A more open-eyed reading of Philip Campbell’s letter, however, makes for enlightening reading. Campbell appears to have taken his predecessor John Maddox’s beliefs about data availability and formalized them. Quoting:
During my time as Editor-in-Chief we have consistently promoted the maximal sharing of data and materials associated with papers in Nature and all other Nature journals (the journals generally have common policies).
My own first initiative was to invite Floyd Bloom, then Editor-in-Chief in Science, to undertake a common change of policy insisting that all reduced structure data be deposited for immediate access rather than with a 6-month delayed release.
Finally in a recent editorial on data availability, replication of results and fraud, Nature magazine reiterated its approach with telling comments. Noting that paper retractions were “painful’, it wrote:
The need for quality assurance and the difficulties of doing it are exacerbated when new techniques are rapidly taken up within what is often a highly competitive community. And past episodes have shown the risk that collaborating scientists — especially those who are geographically distant — may fail to check data from other labs for which, as co-authors, they are ultimately responsible.
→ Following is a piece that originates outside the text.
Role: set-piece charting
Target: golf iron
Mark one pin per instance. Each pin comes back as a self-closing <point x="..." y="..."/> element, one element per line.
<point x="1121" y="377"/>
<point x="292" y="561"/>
If we at Nature are alerted to possibly false results by somebody who was not an author of the original paper, we will investigate. This is true even if the allegations are anonymous — some important retractions in the literature have arisen from anonymous whistle-blowing. However, we are well aware of the great damage that can be done to co-authors as a result of such allegations, especially when the claims turn out to be false.
Where do we go?
A well-known Achilles heel in medical molecular biology is that the advancing forefront is oftentimes plagued with experiment irreproducibility. Results of flawed experiments may seem to make perfect clinico-biologic sense and appear mechanistically valid. High-throughput experiments have an added layer of intricacy in requiring complex statistical methodologies to infer or detect significant change. Complex and untested statistical methods are not the preserve of high-throughput nucleic acid research alone.
In climate science, the concept of ‘unprecedented’ global change appears intuitive. But as Baggerly points out: “Our intuition about what “makes sense” is very poor in high dimensions”. It becomes difficult to troubleshoot complex but flawed scientific and statistical methods producing results synergistic to prior intuition. Full availability of data, including metadata, and good description of method therefore becomes crucial.
Bishop Hill and Climate Audit have reported preliminary details from the UK Commons Science and Technology Select Committee report on the University of East Anglia (UEA) Climategate emails, out due on the 25th of January. Certain conclusions can be drawn about the Jones 1990 UHI paper at this point. It is not possible to say that Phil Jones committed fraud in the publication of his 1990 Nature urban heat island paper. As Jones states, data acquired from geographically distant institutions formed an important part leading to the conclusions of the paper. However, Douglas Keenan points out that Jones’ continued reliance and citation of this paper even as he co-authored other publications that contradicted it, can only amount to fraud. The data that can verify’s Jones’ position is not available either.
In view of the above, retraction of Jones’ paper could remedy this defect.